Studio album by Jim Boggia
- Released: 2001
- Genre: Pop
- Length: 42:08
- Label: scrApple

= Fidelity Is the Enemy =

Fidelity Is the Enemy is a 2001 studio album by pop singer-songwriter Jim Boggia. A track from the album, "Several Thousand" was featured in the ABC television show Men in Trees.
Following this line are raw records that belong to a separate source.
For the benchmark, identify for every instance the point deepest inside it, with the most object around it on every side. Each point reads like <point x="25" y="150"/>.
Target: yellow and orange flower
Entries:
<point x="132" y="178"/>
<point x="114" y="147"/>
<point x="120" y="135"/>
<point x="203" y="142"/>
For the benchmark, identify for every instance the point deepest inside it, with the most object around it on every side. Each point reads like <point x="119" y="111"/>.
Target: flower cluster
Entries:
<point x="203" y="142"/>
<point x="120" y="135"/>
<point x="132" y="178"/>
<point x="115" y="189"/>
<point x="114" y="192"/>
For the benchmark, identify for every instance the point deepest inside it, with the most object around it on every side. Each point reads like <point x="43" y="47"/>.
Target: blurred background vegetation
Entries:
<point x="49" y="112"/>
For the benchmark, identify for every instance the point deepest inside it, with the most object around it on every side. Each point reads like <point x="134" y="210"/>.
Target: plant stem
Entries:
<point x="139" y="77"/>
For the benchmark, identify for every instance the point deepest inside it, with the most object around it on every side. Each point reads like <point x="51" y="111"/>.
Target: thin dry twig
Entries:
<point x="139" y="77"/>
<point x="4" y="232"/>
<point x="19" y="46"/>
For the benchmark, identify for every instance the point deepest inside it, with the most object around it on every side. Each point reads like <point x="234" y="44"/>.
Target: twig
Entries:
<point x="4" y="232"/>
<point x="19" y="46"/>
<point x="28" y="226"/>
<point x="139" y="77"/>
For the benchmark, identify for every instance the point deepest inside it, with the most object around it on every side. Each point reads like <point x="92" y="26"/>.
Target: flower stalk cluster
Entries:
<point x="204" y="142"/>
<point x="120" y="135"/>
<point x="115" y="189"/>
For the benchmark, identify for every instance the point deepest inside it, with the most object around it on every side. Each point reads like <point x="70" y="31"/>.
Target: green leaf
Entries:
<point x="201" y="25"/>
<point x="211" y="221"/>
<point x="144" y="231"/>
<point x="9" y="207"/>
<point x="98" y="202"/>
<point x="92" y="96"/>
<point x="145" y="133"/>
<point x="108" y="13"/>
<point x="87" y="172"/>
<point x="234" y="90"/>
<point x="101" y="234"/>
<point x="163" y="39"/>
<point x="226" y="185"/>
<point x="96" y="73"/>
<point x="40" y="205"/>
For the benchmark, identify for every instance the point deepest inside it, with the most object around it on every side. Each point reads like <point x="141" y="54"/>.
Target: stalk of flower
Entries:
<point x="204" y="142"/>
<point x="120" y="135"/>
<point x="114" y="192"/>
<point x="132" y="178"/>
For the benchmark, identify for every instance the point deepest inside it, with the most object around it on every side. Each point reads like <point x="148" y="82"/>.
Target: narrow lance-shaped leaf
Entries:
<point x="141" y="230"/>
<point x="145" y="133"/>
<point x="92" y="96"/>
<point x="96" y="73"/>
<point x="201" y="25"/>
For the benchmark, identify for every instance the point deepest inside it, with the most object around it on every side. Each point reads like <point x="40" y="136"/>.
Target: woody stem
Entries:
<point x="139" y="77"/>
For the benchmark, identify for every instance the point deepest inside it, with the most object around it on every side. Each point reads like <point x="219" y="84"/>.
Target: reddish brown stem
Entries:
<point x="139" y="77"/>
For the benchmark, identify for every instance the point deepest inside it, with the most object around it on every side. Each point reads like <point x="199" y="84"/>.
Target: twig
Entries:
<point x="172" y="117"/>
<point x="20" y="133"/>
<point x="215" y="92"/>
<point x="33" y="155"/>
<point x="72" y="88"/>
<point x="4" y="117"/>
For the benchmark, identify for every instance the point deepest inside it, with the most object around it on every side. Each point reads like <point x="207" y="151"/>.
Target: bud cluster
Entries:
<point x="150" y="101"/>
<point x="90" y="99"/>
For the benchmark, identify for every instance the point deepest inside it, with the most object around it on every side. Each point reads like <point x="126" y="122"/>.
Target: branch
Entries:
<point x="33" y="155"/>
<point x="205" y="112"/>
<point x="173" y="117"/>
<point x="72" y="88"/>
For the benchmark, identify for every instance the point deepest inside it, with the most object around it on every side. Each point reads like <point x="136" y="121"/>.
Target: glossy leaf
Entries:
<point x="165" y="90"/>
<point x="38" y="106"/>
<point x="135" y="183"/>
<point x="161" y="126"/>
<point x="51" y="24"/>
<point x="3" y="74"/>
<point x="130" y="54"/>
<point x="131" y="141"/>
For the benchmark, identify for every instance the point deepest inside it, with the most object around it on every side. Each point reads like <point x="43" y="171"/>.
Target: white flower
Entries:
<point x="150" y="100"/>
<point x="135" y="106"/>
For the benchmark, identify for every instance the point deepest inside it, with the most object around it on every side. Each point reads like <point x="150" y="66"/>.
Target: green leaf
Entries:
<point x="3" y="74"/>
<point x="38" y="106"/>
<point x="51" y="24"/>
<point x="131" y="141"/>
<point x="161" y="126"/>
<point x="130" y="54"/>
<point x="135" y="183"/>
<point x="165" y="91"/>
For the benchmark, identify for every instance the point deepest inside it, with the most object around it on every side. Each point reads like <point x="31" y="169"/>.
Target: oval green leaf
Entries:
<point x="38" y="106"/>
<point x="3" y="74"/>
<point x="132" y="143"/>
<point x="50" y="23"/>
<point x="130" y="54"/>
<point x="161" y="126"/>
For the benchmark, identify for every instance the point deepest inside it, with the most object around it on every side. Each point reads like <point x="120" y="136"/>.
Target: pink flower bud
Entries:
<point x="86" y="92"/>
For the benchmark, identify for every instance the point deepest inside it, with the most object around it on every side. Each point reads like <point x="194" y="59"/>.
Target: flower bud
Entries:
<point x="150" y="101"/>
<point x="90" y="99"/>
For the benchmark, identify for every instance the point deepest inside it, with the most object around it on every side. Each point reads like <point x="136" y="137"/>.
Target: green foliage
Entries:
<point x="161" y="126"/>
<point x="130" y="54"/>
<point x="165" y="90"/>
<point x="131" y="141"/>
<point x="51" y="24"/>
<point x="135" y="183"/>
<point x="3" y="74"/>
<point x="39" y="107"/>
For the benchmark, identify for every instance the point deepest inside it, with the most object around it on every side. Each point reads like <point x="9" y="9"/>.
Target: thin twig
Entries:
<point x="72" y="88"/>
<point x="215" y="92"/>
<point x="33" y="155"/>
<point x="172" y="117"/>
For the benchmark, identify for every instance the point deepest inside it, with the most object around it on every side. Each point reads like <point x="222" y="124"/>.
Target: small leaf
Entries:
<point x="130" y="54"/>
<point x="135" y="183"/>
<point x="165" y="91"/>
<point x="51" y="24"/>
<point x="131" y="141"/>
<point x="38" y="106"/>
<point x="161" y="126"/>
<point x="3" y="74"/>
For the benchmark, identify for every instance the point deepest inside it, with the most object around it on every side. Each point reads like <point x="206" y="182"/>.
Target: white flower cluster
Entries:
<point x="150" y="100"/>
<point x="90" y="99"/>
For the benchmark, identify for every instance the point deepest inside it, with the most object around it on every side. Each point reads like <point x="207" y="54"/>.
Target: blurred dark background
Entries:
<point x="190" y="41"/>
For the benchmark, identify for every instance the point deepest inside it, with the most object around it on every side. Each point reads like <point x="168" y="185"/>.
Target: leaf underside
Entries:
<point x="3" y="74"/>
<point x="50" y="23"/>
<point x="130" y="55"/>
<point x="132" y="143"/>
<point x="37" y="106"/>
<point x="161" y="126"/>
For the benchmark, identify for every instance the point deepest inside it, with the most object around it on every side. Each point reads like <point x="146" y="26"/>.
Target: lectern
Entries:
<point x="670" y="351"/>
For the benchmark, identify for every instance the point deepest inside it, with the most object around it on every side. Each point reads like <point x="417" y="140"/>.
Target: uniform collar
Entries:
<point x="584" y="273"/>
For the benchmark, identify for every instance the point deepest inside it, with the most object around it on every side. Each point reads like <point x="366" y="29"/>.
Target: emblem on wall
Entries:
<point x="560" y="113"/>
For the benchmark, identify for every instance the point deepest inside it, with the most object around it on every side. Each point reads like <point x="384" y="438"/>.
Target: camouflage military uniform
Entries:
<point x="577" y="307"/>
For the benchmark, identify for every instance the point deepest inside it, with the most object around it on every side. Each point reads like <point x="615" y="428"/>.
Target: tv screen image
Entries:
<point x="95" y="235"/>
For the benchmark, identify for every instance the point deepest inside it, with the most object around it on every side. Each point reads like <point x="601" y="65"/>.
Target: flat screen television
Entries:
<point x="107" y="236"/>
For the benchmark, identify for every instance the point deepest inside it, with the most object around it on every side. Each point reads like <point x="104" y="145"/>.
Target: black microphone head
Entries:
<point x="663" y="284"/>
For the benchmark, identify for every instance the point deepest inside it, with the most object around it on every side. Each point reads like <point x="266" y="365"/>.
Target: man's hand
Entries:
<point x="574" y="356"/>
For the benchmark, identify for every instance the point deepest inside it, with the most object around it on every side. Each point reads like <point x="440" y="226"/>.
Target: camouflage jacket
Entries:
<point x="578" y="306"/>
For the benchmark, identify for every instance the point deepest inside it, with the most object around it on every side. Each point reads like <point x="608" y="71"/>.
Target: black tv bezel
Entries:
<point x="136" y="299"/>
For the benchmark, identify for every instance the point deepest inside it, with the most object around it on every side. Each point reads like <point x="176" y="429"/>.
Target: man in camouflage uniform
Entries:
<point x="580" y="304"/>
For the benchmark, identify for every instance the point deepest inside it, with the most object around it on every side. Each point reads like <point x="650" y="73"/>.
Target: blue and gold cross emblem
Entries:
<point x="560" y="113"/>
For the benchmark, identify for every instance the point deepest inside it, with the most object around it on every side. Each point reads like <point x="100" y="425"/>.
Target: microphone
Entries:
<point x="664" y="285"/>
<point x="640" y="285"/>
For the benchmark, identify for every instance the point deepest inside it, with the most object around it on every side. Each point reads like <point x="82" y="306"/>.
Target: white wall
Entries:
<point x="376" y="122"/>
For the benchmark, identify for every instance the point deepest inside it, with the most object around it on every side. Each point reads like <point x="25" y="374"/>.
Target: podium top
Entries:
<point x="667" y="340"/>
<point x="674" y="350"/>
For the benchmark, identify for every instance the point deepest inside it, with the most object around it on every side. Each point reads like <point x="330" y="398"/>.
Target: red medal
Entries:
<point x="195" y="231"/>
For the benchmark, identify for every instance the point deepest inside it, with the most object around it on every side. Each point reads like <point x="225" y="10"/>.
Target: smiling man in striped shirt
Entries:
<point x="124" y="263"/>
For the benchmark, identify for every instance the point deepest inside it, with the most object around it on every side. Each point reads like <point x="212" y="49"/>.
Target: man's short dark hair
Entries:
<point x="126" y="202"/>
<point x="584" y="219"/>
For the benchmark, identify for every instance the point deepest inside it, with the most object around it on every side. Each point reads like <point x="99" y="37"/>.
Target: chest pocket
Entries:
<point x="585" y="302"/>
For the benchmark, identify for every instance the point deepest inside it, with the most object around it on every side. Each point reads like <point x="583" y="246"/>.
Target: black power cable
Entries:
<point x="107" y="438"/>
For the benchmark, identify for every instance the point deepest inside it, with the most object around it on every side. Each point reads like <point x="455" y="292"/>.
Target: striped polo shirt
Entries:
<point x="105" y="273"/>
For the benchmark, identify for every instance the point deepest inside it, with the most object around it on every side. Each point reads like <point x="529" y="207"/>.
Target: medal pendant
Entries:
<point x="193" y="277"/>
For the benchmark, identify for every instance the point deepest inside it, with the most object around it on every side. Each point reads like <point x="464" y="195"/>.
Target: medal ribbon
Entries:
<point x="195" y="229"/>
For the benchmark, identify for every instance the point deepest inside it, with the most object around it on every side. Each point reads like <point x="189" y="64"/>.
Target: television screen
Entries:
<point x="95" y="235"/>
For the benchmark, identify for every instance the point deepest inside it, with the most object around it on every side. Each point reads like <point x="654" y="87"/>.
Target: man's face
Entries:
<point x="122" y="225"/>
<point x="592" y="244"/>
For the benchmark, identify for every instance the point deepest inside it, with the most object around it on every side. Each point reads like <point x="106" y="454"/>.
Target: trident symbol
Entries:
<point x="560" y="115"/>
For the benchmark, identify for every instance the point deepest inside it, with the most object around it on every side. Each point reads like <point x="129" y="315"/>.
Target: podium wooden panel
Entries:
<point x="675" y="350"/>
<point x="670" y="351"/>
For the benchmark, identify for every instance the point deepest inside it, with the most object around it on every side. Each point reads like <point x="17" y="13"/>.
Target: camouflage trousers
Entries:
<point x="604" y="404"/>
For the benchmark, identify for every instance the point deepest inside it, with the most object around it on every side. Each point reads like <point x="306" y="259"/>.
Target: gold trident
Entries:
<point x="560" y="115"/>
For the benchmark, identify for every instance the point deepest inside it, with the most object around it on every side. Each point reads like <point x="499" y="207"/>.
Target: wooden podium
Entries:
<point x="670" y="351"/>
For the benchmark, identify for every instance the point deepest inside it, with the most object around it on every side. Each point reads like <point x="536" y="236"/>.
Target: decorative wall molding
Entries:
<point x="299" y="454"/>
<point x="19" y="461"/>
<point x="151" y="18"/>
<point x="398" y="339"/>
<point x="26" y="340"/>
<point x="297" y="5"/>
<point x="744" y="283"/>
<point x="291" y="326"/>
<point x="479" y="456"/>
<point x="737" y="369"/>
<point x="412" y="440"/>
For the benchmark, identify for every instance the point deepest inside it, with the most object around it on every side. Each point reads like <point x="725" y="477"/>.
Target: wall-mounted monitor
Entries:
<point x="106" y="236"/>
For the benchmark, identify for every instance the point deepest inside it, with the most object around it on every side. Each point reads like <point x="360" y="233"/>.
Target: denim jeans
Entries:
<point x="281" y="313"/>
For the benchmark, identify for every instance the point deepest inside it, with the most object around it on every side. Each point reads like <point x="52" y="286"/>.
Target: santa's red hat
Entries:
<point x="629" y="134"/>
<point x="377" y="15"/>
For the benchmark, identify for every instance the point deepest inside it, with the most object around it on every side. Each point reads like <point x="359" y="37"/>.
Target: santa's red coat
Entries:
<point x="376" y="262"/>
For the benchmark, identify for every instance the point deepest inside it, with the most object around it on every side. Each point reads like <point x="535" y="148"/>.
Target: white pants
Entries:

The song was also recorded by American Idol contestant Constantine Maroulis for his debut album.

==Track listing==
All tracks composed by Jim Boggia; except where indicated
1. "So Full" – 3:47
2. "Toy Boat" – 4:21
3. "Don't Talk (Put Your Head on my Shoulder)" (Brian Wilson, Tony Asher) – 0:20
4. "Bubblegum 45's" (Jim Boggia, Jonathan Coulton) – 2:47
5. "Several Thousand" – 3:24
6. "Black and Blue" – 5:38
7. "Untitled Track" – 0:18
8. "Untitled Track" – 0:33
9. "O-P" – 3:41
10. "Nothing Wrong with Me" – 3:45
11. "Peter Pan" – 5:00
12. "Weather" – 3:31
13. "That, for Me, Is You" – 3:52
  - Contains two hidden tracks "Several Thousand (Insane Solo)" and "The Humbug Song".